Backstory about the estrangement: The in-laws have been actively trying to separate husband and I from the beginning. MIL is a control freak, and nobody will ever be good enough for her boy. Sadly, I am not the first woman to have to endure her special brand of nutty. Husband and I eloped, which gave MIL fits. There has been lots of trash-talking me to other family members, which led to multiple short-term estrangements over the past several years. Despite having told the in-laws repeatedly to go away, etc., they have always reopened communication with a phone call or email to husband. Things are usually okay for a few months, then they start the same crap again. Lots of toxic talk about how I'm crazy/dangerous/abusive, none of which is even remotely true. If it were, and if they truly believed I was a threat to my own spouse and/or children, I hope they'd call CPS or the police. Of course, they've never done that because they know it's nonsense. It's just attempts at character assassination to help MIL feel better about the way she tries to control my spouse. I disagree that he's her property; that just sounds creepy to me.

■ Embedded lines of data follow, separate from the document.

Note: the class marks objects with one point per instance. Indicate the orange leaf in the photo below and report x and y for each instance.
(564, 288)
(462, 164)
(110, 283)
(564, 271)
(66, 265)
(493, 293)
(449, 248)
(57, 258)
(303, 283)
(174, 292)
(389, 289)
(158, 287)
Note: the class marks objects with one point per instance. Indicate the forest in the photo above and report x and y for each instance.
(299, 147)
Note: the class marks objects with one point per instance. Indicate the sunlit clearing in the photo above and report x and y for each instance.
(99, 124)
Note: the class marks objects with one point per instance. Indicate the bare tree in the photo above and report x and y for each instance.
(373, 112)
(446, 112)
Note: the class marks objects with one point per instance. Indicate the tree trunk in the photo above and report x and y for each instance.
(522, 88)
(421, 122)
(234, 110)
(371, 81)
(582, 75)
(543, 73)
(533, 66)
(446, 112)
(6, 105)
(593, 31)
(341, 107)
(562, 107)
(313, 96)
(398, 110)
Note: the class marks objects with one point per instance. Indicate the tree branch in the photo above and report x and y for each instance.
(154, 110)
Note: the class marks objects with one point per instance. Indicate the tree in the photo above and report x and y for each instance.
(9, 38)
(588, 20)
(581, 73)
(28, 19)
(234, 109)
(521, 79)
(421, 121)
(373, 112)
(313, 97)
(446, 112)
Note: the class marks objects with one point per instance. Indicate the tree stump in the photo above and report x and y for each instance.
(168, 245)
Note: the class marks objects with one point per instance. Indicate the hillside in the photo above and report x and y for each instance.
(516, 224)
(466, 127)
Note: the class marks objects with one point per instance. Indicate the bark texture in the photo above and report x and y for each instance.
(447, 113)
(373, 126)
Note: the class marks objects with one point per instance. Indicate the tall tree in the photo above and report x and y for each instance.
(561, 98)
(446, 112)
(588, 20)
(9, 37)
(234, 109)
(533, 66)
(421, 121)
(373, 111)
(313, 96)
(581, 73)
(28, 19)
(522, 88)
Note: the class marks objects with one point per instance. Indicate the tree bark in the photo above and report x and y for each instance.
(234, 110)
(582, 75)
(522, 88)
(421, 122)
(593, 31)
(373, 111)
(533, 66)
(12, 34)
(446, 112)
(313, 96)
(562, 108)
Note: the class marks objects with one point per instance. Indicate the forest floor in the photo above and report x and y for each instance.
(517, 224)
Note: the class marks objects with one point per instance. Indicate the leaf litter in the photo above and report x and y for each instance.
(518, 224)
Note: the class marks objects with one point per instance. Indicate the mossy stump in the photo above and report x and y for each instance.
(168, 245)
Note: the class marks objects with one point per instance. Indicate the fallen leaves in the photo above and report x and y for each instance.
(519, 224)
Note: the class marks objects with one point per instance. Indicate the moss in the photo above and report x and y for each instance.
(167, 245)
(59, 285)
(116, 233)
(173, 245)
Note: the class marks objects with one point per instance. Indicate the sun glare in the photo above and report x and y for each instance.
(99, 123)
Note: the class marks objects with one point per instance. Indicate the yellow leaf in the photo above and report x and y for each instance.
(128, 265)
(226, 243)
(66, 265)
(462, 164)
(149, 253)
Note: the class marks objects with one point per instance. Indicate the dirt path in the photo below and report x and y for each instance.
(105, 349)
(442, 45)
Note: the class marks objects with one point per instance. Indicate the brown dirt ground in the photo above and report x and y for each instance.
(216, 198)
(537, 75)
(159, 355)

I see a counselor regularly for help with my less-than-admirable traits (normal human stuff; nothing particularly interesting), and for help with the stress of coping with crazy in-laws. I have tried to be supportive of my spouse and have encouraged him to maintain contact with his family, at least in a limited way, because they're his family, shitty though they may be. That's why this has dragged on for years. However, when the in-laws took to trash talking me to my own child during a visit over the summer, husband and I drew the line. They're aware that they've been completely cut off and they're aware of why. We had to block their numbers from our phones, block their emails, etc. due to the onslaught of "your wife is evil" nonsense we were both receiving (they were notified that this was about to happen, and then again when it actually happened). In-laws are recently divorced, estranged from husband's 2 siblings, and a heap of hot mess. Fascinatingly, they're both mental health professionals!

While I would love to "be the bigger person" (again) and "turn the other cheek" (again), I know where that has led us. Husband and I are on the same page: we're done with this nonsense. I don't feel like sending unwelcome gifts to my kids is appropriate under these circumstances, and it comes off as very pushy, manipulative and a violation of the boundaries husband and I clearly created for our family. It's like a creepy ex sending presents. Eww.

As for having grandparents for our children, we have "chosen family" and I volunteer with seniors, so we've no shortage of doting elders sharing stories of the past. Sad that the biological grandparents are a bit crap, but they're adults and can decide for themselves whether or not they want to behave like same.

I just need to decide what to do with these damn presents!